Inés y el último minuto
Fue en su último minuto, ése que todos los que trabajamos entre las bambalinas de la política, y hemos preparado debates, sabemos que es donde no hay que fallar, esa conclusión que sirve para recopilar y generar recuerdo, que provoca la identificación final del votante con la causa y sus circunstancias. Ese minuto para estar sobria de razones y suelta emocionalmente, para proyectar las sensaciones que quieres dejar y no las que esperan que dejes. Ese minuto para jugar con los tiempos, con las formas y juegos retóricos que embellecen el discurso, que lo hacen mimético y estético, del que hablarán al día siguiente, en cada esquina de cada bar, en cada tertulia de cada tele o radio. Un minuto para la gloria o el infierno. Fracaso o éxito transmutado en sentidos excitados y percepciones exageradas, donde cada telespectador es un analista de urgencia que emite opinión sin reposo.

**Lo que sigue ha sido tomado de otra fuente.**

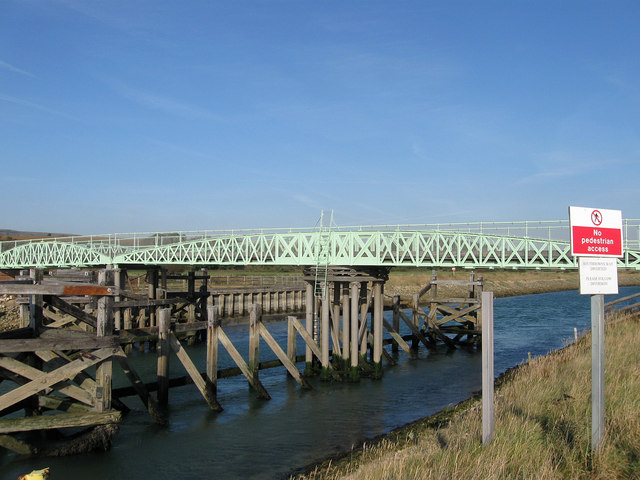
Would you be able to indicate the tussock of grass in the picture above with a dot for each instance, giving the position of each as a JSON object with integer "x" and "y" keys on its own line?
{"x": 542, "y": 429}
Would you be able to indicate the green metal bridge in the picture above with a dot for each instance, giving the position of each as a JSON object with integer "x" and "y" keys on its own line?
{"x": 510, "y": 245}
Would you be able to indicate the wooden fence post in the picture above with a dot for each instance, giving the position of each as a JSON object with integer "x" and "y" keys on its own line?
{"x": 377, "y": 329}
{"x": 309, "y": 315}
{"x": 396, "y": 320}
{"x": 255, "y": 318}
{"x": 35, "y": 303}
{"x": 488, "y": 406}
{"x": 164, "y": 323}
{"x": 355, "y": 331}
{"x": 104, "y": 328}
{"x": 213, "y": 323}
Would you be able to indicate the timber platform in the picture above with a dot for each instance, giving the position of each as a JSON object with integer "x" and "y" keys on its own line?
{"x": 78, "y": 325}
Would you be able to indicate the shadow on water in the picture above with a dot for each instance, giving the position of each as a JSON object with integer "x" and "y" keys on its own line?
{"x": 256, "y": 439}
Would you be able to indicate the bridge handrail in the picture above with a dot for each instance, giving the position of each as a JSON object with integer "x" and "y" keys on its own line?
{"x": 557, "y": 230}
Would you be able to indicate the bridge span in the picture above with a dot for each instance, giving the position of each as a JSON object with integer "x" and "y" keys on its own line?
{"x": 529, "y": 244}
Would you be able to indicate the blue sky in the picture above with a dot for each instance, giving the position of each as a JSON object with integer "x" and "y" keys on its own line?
{"x": 123, "y": 116}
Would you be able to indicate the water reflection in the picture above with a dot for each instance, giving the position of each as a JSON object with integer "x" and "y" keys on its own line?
{"x": 255, "y": 439}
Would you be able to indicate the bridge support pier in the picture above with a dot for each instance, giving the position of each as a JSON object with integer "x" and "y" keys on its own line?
{"x": 346, "y": 330}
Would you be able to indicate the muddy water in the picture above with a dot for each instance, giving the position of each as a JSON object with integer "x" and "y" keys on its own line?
{"x": 255, "y": 439}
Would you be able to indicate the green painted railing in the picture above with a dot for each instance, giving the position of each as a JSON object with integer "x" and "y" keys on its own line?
{"x": 530, "y": 244}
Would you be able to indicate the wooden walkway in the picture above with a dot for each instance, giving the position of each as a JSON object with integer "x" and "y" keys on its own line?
{"x": 78, "y": 326}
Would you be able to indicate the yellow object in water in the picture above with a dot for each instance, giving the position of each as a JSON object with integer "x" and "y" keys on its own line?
{"x": 36, "y": 475}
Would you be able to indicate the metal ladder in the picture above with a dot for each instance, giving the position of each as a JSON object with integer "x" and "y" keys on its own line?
{"x": 322, "y": 247}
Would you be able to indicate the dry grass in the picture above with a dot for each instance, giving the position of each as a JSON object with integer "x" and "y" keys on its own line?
{"x": 543, "y": 425}
{"x": 503, "y": 283}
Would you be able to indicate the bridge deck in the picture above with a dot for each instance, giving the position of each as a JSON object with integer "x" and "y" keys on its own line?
{"x": 541, "y": 244}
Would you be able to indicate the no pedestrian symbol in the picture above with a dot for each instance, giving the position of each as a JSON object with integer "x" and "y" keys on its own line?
{"x": 596, "y": 217}
{"x": 595, "y": 232}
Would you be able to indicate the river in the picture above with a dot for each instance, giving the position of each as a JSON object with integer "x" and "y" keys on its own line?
{"x": 257, "y": 439}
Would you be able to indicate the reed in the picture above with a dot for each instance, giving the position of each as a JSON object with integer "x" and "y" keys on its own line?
{"x": 543, "y": 425}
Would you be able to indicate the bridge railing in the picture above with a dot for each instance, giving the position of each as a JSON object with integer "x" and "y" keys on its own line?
{"x": 118, "y": 243}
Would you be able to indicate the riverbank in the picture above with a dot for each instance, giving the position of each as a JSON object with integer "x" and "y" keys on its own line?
{"x": 542, "y": 425}
{"x": 503, "y": 283}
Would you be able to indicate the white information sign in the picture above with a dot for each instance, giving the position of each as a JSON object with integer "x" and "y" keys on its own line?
{"x": 598, "y": 276}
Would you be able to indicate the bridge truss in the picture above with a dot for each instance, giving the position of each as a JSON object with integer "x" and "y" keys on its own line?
{"x": 540, "y": 245}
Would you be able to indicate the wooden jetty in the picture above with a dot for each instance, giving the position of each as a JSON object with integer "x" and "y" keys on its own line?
{"x": 78, "y": 325}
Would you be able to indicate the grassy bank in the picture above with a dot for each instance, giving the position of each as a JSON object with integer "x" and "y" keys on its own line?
{"x": 543, "y": 425}
{"x": 503, "y": 283}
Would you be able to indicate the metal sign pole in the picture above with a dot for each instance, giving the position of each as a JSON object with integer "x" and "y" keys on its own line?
{"x": 597, "y": 371}
{"x": 488, "y": 376}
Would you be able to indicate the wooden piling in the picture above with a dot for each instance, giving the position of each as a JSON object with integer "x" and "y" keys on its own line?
{"x": 377, "y": 329}
{"x": 309, "y": 315}
{"x": 164, "y": 323}
{"x": 396, "y": 320}
{"x": 255, "y": 314}
{"x": 213, "y": 324}
{"x": 355, "y": 344}
{"x": 324, "y": 335}
{"x": 104, "y": 328}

Un minuto para corregir una hora de desaciertos o para reafirmar 60 minutos de convicciones. Para mover a los decididos y hacer dudar a los indecisos, para vender la presencia de una idea o la ausencia de un programa. Un minuto para proyectar una mirada de confianza o evitar ser el foco de todas las que te miran. Un minuto para crear esperanza o desencanto, para fortalecer una propuesta o hacer digerible un eslogan. Un minuto para consolidar un relato de cine o crear mensajes sin principios ni fin, para ser protagonista o actriz secundaria, para cerrar con final feliz una trama bien hilada o esperar a que el público baje el telón de una farsa, aburrido de tanta máscara indecente.
Inés fue el jueves la mejor de un debate que se resumió en un minuto. El minuto que clausuraba una impostura bajo ticket de show. El minuto que concentró el respeto de críticos pasivos y activistas de salón. El minuto en el que te juegas el partido y quién sabe si el campeonato. Vive o muere en 60 segundos de cámara fija y pupilas dilatadas. Y ahí, cuando todos buscan en su cerebro esos mantras fluidos en formato Arial 12 que tan bien repetían momentos antes, ese argumentario forjado a golpe de asesor, justo en ese momento, Arrimadas se convirtió en Inés. La que no se conformaba con ideas vacías y culpas de ida y vuelta, la que ordenaba el debate y sus esencias, la que destrozaba con frases los programas contrarios, la que no se resignaba mientras abría su garganta de sonrisas, ni parpadeaba para desmontar fachadas de quita y pon. La que humanizó de anáforas su resumen y aguantó estoica los ataques de trinchera y capote.
La sonrisa de un país se concentró en el último minuto de una mujer que empezó a dibujar su futuro con forma de traje de gala. Donde todas mostraron sus miserias, ella dio cuerda a ese reloj de pared que solo miró, como aquella melodía de Morricone, para asegurarse de que aún no le había llegado su hora. Bajo los acordes del tic tac, mientras creía en oportunidades hecha verbo, Inés ganó el debate. Fue su último minuto, el inicio de lo que aún está por venir.